И молодой человек нырнул в цирюльню.
— Юра, ты не обиделся на Генриха?
— А что, он повёл себя не как всегда? — осторожно интересуюсь я. Чёрт его знает, в каких мы отношениях, может мне следовало вызвать Генриха на дуэль, правда, непонятно за что. Отношение Генриха ко мне, конечно же, свободное, но вполне укладывается в стиль поведения близких друзей.

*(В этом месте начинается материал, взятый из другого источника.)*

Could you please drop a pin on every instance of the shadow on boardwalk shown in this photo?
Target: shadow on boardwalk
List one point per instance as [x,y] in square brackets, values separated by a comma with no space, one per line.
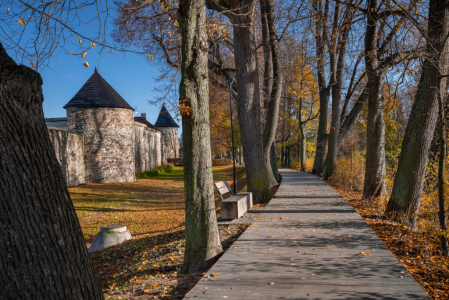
[308,243]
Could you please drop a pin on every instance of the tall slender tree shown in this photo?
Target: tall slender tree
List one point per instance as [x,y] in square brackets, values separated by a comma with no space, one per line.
[202,240]
[405,198]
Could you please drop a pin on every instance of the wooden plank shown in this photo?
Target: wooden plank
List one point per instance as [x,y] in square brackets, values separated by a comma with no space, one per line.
[220,184]
[223,190]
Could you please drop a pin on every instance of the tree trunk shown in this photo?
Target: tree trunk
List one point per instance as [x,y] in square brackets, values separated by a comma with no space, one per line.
[349,120]
[336,94]
[43,254]
[275,89]
[374,185]
[442,179]
[302,148]
[258,170]
[408,183]
[203,245]
[274,162]
[321,139]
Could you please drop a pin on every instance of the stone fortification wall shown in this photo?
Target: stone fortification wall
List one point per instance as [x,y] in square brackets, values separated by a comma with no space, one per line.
[148,148]
[69,150]
[171,145]
[109,142]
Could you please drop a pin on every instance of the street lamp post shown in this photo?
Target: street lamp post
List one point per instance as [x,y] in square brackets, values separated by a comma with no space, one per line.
[228,75]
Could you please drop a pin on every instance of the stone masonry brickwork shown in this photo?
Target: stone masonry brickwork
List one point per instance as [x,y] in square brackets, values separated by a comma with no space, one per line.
[171,141]
[69,150]
[108,142]
[148,147]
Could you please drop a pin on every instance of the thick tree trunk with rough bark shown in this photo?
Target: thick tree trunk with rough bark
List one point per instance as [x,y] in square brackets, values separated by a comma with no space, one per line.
[442,178]
[408,183]
[258,170]
[43,254]
[336,93]
[203,245]
[268,81]
[321,139]
[374,185]
[302,148]
[274,88]
[274,162]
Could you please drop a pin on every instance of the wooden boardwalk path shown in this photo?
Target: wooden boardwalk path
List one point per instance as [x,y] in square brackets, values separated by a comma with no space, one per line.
[308,243]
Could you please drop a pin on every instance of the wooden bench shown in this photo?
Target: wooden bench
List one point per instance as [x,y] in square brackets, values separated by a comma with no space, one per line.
[235,206]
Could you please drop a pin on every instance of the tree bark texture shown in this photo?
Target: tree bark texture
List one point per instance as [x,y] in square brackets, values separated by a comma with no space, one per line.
[43,254]
[336,91]
[268,81]
[203,245]
[442,179]
[269,133]
[258,170]
[302,147]
[274,162]
[320,40]
[408,183]
[374,185]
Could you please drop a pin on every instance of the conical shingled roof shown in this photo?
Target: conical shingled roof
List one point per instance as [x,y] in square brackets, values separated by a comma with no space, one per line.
[165,119]
[97,92]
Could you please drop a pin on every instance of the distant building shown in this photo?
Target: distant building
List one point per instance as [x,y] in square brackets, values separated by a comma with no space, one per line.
[168,126]
[101,141]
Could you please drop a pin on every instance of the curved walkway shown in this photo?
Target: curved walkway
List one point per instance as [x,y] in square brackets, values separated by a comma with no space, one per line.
[308,243]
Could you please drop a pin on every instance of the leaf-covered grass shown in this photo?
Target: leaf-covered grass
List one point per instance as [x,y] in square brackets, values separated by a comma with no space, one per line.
[418,251]
[148,206]
[148,266]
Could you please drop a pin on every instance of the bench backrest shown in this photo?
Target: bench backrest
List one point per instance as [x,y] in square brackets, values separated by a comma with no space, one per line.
[222,188]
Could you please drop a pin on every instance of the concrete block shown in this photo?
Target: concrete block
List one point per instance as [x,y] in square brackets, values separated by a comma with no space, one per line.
[249,199]
[108,236]
[234,207]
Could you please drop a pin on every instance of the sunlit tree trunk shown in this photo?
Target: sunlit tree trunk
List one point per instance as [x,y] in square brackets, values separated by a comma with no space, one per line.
[302,147]
[268,79]
[408,183]
[442,178]
[320,36]
[274,90]
[203,245]
[43,254]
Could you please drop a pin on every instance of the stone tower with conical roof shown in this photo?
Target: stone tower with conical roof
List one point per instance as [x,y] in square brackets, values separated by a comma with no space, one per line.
[107,122]
[168,126]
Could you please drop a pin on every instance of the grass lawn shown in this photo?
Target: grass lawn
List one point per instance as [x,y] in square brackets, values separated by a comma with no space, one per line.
[149,266]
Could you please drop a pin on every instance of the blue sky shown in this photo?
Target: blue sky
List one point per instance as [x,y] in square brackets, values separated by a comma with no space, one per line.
[129,74]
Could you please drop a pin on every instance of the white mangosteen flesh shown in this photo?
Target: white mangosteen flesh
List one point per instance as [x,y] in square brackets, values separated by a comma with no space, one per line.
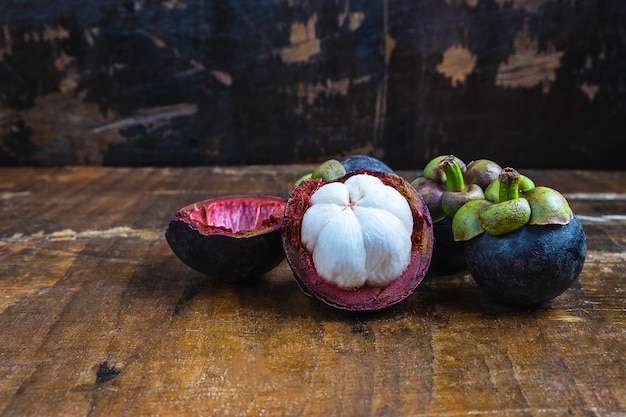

— В том-то и дело что как всегда, но ты же пострадавший, к тебе надо относиться более внимательно.
Мысленно расслабляюсь:
— Наоборот, Анечка, Вы, а Генрих в особенности, подаёте мне руку помощи, показывая, что судьба поставила мне подножку, но вы остаётесь моими друзьями.
— Правда? И ты совсем не боишься идти служить вместе с грубыми мужиками?
— Милая Анечка! Сегодня я закажу своим мужикам мундиры, построят их за два-три дня, и после того приходи, посмотреть, как грубые мужики выполняют команды изящного меня.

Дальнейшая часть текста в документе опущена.